Planning Responsibly and Equitably in Pierce County

Pierce County Transit Bus on a sunny fall day

Futurewise has appealed a new zoning regulation in Pierce County that would allow shared housing developments and modify the density bonuses in the Residential Resource zones in the Parkland, Spanaway, and Midland subarea. This zoning amendment would allow large shared housing developments, including those for people experiencing chronic homelessness, to be constructed in isolated, environmentally sensitive areas, far away from the resources and services necessary to adequately support our most vulnerable neighbors.

Futurewise appealed this zoning amendment to the Growth Management Hearings Board because we believe these changes are not compliant with the goals of the Growth Management Act, or with our goals to work for sustainable, equitable and long-term solutions to end homelessness.

Futurewise is deeply committed to finding short-term and permanent housing solutions for our houseless neighbors. That’s why we worked in 2021 to pass HB 1220, an update to the state Growth Management Act that requires local jurisdictions to allow homeless shelters and permanent supportive housing in any neighborhood that is zoned for similar residential uses. HB 1220 also requires local jurisdictions to adopt housing plans that accommodate homes for people at every income.

We believe that everyone in our state deserves to live in a community where they are connected to jobs, schools, and the resources they need to survive and thrive. We understand that the root cause of homelessness is a shortage of places for people to call home, and we are working at the state and local levels to adopt new policies that increase the supply of housing. All our housing work is grounded in our commitment to ensuring that we’re planning responsibly for growth, and adding new density in areas that are best suited to accommodate more people.

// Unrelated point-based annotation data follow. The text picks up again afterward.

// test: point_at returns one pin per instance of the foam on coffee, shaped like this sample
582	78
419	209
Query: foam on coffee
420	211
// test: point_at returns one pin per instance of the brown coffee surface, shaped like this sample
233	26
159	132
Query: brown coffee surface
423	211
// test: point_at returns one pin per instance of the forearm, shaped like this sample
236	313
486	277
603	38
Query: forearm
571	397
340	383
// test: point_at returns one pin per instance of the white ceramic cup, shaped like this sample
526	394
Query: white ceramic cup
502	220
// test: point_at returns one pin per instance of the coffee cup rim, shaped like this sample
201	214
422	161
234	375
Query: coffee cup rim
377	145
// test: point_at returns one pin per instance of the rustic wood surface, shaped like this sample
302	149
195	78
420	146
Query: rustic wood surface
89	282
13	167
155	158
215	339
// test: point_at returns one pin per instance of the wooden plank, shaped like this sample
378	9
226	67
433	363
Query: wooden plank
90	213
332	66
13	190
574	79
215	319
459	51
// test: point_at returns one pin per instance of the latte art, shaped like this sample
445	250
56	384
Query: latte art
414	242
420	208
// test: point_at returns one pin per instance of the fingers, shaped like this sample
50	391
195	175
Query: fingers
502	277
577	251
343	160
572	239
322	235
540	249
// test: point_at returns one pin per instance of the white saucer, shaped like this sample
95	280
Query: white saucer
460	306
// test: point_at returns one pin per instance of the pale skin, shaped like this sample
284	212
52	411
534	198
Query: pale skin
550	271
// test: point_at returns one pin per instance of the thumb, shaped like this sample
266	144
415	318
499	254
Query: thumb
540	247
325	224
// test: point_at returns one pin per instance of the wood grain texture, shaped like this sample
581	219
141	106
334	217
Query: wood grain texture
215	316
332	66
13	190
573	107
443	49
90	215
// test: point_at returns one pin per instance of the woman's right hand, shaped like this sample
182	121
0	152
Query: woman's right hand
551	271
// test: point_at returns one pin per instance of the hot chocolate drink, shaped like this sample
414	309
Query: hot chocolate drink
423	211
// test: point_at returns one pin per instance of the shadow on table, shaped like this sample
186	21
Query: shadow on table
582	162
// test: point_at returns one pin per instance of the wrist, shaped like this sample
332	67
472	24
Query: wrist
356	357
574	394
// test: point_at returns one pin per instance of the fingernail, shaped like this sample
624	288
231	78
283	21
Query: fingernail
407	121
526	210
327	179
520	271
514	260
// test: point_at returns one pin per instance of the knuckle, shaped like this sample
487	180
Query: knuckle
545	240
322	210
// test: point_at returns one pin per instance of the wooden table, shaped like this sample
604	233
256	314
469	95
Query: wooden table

Unfortunately, the zoning amendment adopted by Pierce County doesn’t reflect these values and goals. First of all, we believe that new housing needs to be built in areas that are well-connected to jobs and services. We especially believe that people experiencing homelessness deserve to have permanent homes in neighborhoods where they can easily access the resources and services they need to thrive long-term. Instead the amendment adopted by the Pierce County Council incentivizes increased density in the lowest-income area of unincorporated Pierce County, prioritizing sprawl over connectivity. Additionally, the zoning amendment applies to the Residential Resource zone which includes aquifer recharge areas, streams, wetlands, and fish and wildlife habitats. Allowing large, higher density in these areas negatively impacts on the environment and because of the necessary mitigation, also increases the costs of construction of more affordable housing.

Futurewise is committed to being a partner in our state’s fight to end homelessness. We look forward to working with local non-profit and government partners in Pierce County to find an equitable solution.